The wrongful death lawsuit filed on behalf of Reora Askew against the police officer who shot and killed her has been settled more than three years after the fact for a total of $500,000.
In September of 2007, officers received a call that Askew was threatening passengers on a Philadelphia bus with a knife. The officer in question, Thomas Ohm, soon found Askew in the park. Ohm testified that Askew lunged at him with the knife, at which point he fired on her, killing her.
However, the evidence rather blatantly contradicted the officer’s assertions. The gunshots that hit Askew were in the arm and the back, not the front of her torso. This forensic evidence aligns strongly with the claims of Askew’s advocates that she was actually turning and running away from the officer when he fired, rather than trying to attack him.

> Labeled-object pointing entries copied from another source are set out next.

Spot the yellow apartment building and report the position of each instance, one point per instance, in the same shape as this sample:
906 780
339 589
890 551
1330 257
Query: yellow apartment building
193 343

There was some dispute over this because of wounds to her chest, but the shots to the back were the most telling.
The case dragged on for more than three years before finally coming to trial late last week. After the plaintiff presented testimony regarding their argument about Askew being shot in the back, the defense contacted the plaintiff’s attorneys to begin negotiating a settlement.
That said, the settlement unfortunately did not include the officer’s admission of guilt. The disciplinary body for officer Ohm’s department has released its review of the case, claiming that the shooting was warranted and justified, despite the decision to settle. Officer Ohm remains employed by the police department, as he has been for eight years.
The family of Askew has stated that they are unsettled by the officer remaining on duty and not admitting responsibility in the shooting; however, they are willing to take the settlement and see it as some measure of justice for what happened.